“The thing I am most worried about is the psychological and the emotional preparedness or readiness (of staff),” Gilpin said. “A lot of our staff are still fried. We’ve all been working extra hard even since COVID slowed down in Michigan.
“We all know it is inevitable there is going to be another surge and nobody’s really taken a lot of time off to break from this mentally. So if we were to get hit again with another big wave, I think the amount of burnout you’d see among staff would be significantly greater than what we saw back March in April.”
The health care workplace has long been known for its long hours, demanding pace and emotional intensity. Hospitals have tried to put in safeguards to address burnout and post-traumatic stress disorder caused by long-term stress reaction, but shortages of workers brought on by COVID-19 created almost impossible circumstances.
Jeff Desmond, M.D., Michigan Medicine’s chief medical officer, said the academic health system learned many lessons from the initial COVID-19 surge.
“If we see increasing cases, and we are not seeing a big bump in hospitalizations now, we have our supply chains ready to respond,” Desmond said.
Michigan Medicine, which includes the University of Michigan Health System’s three Ann Arbor hospitals, accepted more than 300 COVID-19 transfers from metro Detroit hospitals in addition to its own patients.
“Every hospital was challenged with PPE, but we never ran out. We have a more detailed and rigorous way of supplying (PPE) than we did in the past,” said Desmond. “Our hospital early on required masks for all. We have continued that policy for PPE for the pandemic.”
The three health systems also have much greater ability to test patients and employees for COVID-19 testing ability for staff and patients.
“We have in-house (virus diagnostic) testing and also serology (antibody) tests now,” Desmond said. “We test all patients who come into hospital whether symptomatic or not.”
Riney also said Henry Ford has more experience setting up COVID-19 intensive care units and shifting staff around from ambulatory to inpatient to maximize patient support.
“We have very specific triggers as to what priority we would use to expand ICU capabilities if demand exceeded supply (on) a hospital by hospital basis,” said Riney, adding: “Our clinical teams have continued to learn and evolve the best way to take care of and treat COVID patients.”

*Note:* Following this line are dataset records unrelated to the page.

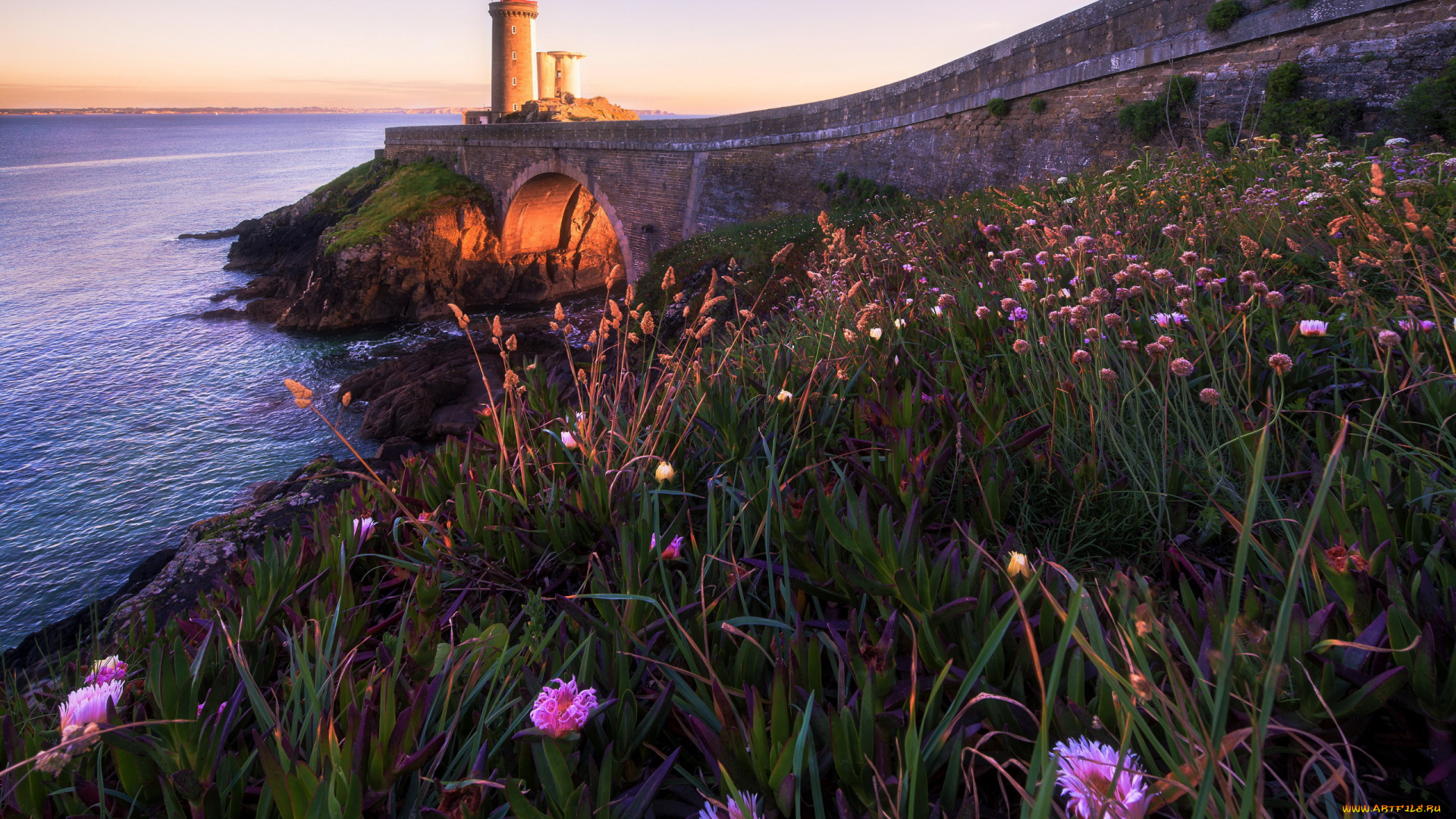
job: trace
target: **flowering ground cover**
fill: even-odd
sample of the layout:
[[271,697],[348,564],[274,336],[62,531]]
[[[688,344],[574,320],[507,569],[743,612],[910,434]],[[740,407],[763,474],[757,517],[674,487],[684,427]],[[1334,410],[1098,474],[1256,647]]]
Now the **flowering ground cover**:
[[798,242],[660,265],[569,386],[495,338],[478,434],[10,682],[0,813],[1450,806],[1453,172],[1265,138],[738,229]]

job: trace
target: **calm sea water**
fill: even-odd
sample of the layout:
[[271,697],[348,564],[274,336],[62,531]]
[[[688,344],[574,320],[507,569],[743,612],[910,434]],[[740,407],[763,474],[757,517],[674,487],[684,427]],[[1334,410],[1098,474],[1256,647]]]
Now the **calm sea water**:
[[[438,325],[310,338],[201,321],[230,227],[424,115],[0,117],[0,647],[114,592],[188,523],[341,453],[329,388]],[[322,389],[320,389],[322,392]]]

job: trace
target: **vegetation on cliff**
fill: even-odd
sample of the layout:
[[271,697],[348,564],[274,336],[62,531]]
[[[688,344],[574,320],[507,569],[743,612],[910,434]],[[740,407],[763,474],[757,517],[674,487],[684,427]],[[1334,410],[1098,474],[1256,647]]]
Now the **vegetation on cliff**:
[[491,205],[489,191],[438,162],[403,166],[384,160],[370,162],[329,182],[319,192],[347,194],[365,185],[377,185],[377,189],[323,235],[325,252],[338,254],[383,239],[392,226],[419,219],[446,200],[462,198],[482,207]]
[[1456,162],[1370,156],[826,214],[760,277],[662,271],[676,340],[604,305],[571,385],[501,340],[479,433],[98,646],[124,686],[10,683],[0,812],[1449,800]]

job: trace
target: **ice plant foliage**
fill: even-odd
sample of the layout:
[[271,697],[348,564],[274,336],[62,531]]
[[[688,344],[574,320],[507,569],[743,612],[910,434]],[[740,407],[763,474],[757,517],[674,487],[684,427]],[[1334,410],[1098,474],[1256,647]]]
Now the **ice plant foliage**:
[[[555,688],[552,688],[553,685]],[[536,695],[536,705],[531,707],[531,724],[547,736],[563,737],[581,730],[596,707],[596,688],[577,691],[577,678],[571,678],[571,682],[553,679]]]
[[1133,753],[1088,739],[1059,742],[1051,749],[1057,784],[1076,819],[1143,819],[1147,813],[1144,772]]
[[759,813],[759,797],[751,793],[741,793],[735,797],[728,797],[724,807],[718,807],[713,803],[703,804],[703,809],[697,812],[697,819],[763,819]]

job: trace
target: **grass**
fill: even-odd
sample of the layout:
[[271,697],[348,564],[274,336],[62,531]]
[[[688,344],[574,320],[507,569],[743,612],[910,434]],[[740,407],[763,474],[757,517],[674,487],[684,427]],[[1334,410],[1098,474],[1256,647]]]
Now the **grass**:
[[[696,238],[657,264],[756,273],[681,335],[646,293],[680,286],[638,283],[575,383],[507,351],[467,440],[7,683],[0,810],[1045,819],[1080,737],[1136,755],[1147,816],[1449,806],[1441,147],[1259,138]],[[125,727],[35,771],[105,653]],[[561,736],[556,678],[601,702]]]
[[[479,184],[450,171],[438,162],[416,162],[396,166],[393,163],[367,163],[349,171],[319,192],[347,197],[365,185],[377,185],[368,198],[355,205],[357,210],[329,229],[326,252],[338,254],[348,248],[383,239],[393,224],[412,222],[446,200],[469,200],[489,205],[491,194]],[[331,201],[333,197],[329,197]]]

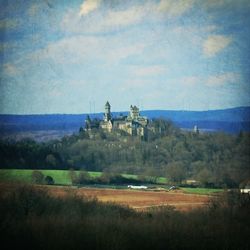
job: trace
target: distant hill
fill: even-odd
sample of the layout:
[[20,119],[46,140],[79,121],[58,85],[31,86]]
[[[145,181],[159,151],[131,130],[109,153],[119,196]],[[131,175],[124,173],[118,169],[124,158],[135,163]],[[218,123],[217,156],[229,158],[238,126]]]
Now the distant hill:
[[[113,112],[113,116],[120,113]],[[239,107],[224,110],[208,111],[172,111],[145,110],[141,115],[149,119],[164,118],[172,120],[183,129],[191,129],[197,125],[204,131],[224,131],[238,133],[250,131],[250,107]],[[60,134],[77,132],[84,126],[87,114],[49,114],[49,115],[0,115],[0,133],[9,134],[27,131],[58,130]],[[90,117],[102,118],[102,113],[91,114]]]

But hospital officials say if COVID-19 hospitalizations start to spike again, they must take action to manage that influx along with thousands of patients they now have in their hospitals for elective surgeries and procedures that were postponed.
As Michigan set aside executive orders to stay-at-home and nonessential medical procedures in mid-June, hospitals began to ramp up services that are now between 60 percent to 80 percent of pre-COVID volume.
“We are in midst of that planning” to manage a more mixed patient population, Desmond said. “We can be a little more nuanced for services with cases and do more testing. We cohort those (COVID-19) patients and manage those and elective cases. We will see what decisions need to be made and adjust more nimbly as things progress.”
Gilpin said Beaumont has since closed its COVID-19 ICU units, but could “flip a switch” and activate them again if the volume of coronavirus patients increase.
“We are managing things on a site by site basis, looking at capacity and judging if they have the bandwidth to performing elective surgeries or not,” Gilpin said.
Riney said he hopes citizens wear masks and take common-sense precautions to avoid spreading COVID-19.
“We’ve run models that relate to (another COVID-19 wave) and what elective surgeries we would start to curtail,” he said. “We just hope to avoid the wholesale shutdown of elective surgeries or other care because as we’ve all learned that prolonged deferment of care too long and ended up with more complicated situations.”